Once I had achieved CGA lockstep, I tried some test programs. This image was made by cycling through the possible palette registers as quickly as possible (i.e. it's running a big unrolled loop of "INC AX; OUT DX,AL" to the palette register):

That worked great, except that in making it I noticed that the pattern wasn't always starting the same way - half the time the first visible scanline had different set of colours. Somehow a bit of state was leaking through my lockstep routine!

After a while I figured out that it was due to the way I was getting the CRTC into lockstep with the CGA and CPU. The smallest frame that the 6845 CRTC can do is two character clocks (1 character by 2 scanlines - a 1 scanline high frame doesn't work with that CRTC). I thought I could get around this by going into high-res mode - then 1 character clock is 1 hchar so a frame would be 1 lchar and we'd be in a known place in the frame once we were in a known place in the CGA cycle.

Have you spotted the problem yet? The problem is that I don't know what the phase relationship is between the CGA clock and the CRTC clock - the first hchar of the frame could be the left or the right hchar within the lchar! And in fact, which it turned out to be was decided at random on startup.

With a bit of fiddling I eventually came up with a way to get the CRTC into lockstep as well. The trick hinges on the fact that if we set up the CRTC parameters so that one of the scanlines is displaying a normal visible image and one is overscan, we can tell which scanline is which by reading the display enable bit of the CGA status register. Then we delay an odd number of lchars if the display enable bit is set one way and an even number of lchars if it's set the other way (it doesn't matter which is which). Because we want to keep the CGA and CPU in lockstep as well, the difference in the codepath lengths must also be a multiple of 3 lchars, so delaying for X lchars one way and X+3 the other works fine.

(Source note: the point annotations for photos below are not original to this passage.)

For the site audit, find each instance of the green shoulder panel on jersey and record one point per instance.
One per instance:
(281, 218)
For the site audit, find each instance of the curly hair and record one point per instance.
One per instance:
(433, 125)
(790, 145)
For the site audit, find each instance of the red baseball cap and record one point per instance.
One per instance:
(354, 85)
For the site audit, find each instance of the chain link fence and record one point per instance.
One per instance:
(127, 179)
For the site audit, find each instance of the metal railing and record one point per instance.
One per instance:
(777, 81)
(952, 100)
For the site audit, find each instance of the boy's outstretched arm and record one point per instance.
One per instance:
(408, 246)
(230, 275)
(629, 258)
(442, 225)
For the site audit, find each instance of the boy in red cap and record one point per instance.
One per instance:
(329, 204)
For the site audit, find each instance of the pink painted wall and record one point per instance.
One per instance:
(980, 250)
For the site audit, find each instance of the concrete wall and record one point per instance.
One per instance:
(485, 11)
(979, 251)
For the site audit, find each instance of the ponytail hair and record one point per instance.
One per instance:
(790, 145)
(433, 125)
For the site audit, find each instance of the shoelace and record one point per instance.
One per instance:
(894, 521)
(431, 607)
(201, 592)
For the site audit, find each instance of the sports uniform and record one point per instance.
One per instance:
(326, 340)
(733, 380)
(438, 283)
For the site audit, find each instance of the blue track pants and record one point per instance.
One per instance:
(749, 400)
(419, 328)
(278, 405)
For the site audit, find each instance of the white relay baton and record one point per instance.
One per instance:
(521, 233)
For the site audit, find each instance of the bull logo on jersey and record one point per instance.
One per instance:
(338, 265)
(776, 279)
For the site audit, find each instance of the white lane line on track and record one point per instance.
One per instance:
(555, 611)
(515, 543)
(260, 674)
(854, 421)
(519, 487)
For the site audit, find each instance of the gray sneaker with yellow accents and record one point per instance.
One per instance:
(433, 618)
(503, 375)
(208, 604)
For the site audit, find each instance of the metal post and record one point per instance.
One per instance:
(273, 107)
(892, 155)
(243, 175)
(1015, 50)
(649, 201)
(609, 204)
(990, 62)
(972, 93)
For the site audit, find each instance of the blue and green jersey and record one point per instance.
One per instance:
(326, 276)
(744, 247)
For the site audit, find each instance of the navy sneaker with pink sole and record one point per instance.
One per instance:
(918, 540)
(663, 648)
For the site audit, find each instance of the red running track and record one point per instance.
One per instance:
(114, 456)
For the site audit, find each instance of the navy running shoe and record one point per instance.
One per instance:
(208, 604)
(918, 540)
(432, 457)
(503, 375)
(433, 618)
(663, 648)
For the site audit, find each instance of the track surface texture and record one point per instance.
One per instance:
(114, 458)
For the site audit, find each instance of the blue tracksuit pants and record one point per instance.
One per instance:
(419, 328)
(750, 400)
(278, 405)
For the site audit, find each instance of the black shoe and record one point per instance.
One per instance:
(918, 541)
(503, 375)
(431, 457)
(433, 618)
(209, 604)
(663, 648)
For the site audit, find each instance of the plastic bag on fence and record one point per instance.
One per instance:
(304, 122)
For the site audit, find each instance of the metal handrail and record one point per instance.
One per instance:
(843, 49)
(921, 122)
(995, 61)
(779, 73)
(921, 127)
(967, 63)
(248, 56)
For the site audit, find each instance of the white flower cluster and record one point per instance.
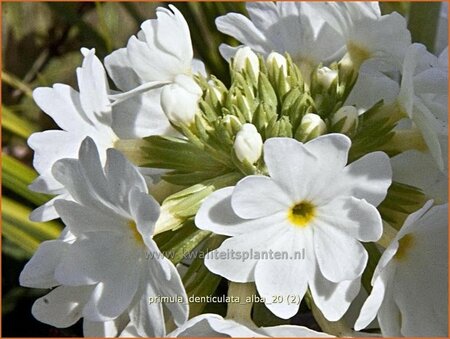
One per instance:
(331, 140)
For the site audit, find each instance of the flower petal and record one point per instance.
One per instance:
(172, 288)
(373, 303)
(291, 331)
(62, 307)
(120, 71)
(340, 257)
(353, 216)
(217, 215)
(258, 196)
(62, 103)
(291, 165)
(235, 259)
(82, 219)
(39, 271)
(94, 89)
(333, 299)
(287, 277)
(367, 178)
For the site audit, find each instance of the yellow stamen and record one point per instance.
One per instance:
(301, 214)
(404, 245)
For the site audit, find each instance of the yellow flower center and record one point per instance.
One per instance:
(404, 245)
(136, 235)
(301, 214)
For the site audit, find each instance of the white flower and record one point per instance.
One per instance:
(248, 144)
(420, 170)
(422, 81)
(180, 100)
(366, 32)
(102, 265)
(272, 26)
(87, 113)
(279, 61)
(312, 203)
(410, 281)
(326, 76)
(161, 51)
(213, 325)
(349, 114)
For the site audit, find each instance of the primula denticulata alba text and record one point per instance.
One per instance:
(314, 181)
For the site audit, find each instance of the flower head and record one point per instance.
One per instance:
(104, 266)
(213, 325)
(311, 201)
(410, 281)
(79, 114)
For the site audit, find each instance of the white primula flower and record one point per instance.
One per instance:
(419, 169)
(272, 26)
(79, 114)
(244, 55)
(367, 33)
(109, 264)
(213, 325)
(314, 210)
(180, 100)
(160, 52)
(423, 80)
(410, 281)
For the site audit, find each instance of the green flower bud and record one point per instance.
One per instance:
(248, 144)
(326, 76)
(310, 127)
(345, 120)
(179, 100)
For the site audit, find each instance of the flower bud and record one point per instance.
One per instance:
(248, 144)
(345, 120)
(326, 76)
(310, 127)
(179, 100)
(241, 57)
(232, 124)
(277, 59)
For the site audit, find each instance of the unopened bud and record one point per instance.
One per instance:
(241, 57)
(277, 59)
(326, 76)
(179, 100)
(345, 120)
(232, 124)
(248, 144)
(310, 127)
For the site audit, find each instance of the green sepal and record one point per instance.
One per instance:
(401, 200)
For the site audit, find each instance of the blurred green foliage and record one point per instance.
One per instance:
(41, 46)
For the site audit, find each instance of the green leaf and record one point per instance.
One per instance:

That's about all there is to it. The full lockstep routine is on github. Once lockstep is entered it'll persist until you wait for a time that depends on an external event (such as reading from disk/serial/parallel/ethernet/joystick or waiting for a keystroke). That doesn't mean that lockstep mode games and trackmos are impossible, though. The keyboard can be read by polling (pretty much all PC software directly or indirectly uses an interrupt for keyboard access but it isn't compulsary and I've done it by polling a few times). You just have to make sure the code paths are the same length no matter whether a key was pressed or not and no matter which key was pressed if there is one, which can be done by adding suitable delays. Disk access is a bit more difficult, since there's going to be a DMA bus access at some unpredictable point, and after it's happened you'll be out of lockstep. I think the solution is to HLT after the disk access is complete and restart execution on a timer interrupt. In the event that lockstep between CGA and PIT isn't possible, regaining lockstep once the timer interrupt has occurred should be possible by delaying for N ccycles for some N between 0 and 15 and a CGA memory access. Another possible way is to make sure the CPU is running code that is either:

  1. BIU-bound with no wait states, or
  2. that is EU-bound and never exhausts the prefetch queue

for the entire time that the accesses might be happening. That way the time taken to run the code doesn't depend on exactly when the accesses occur.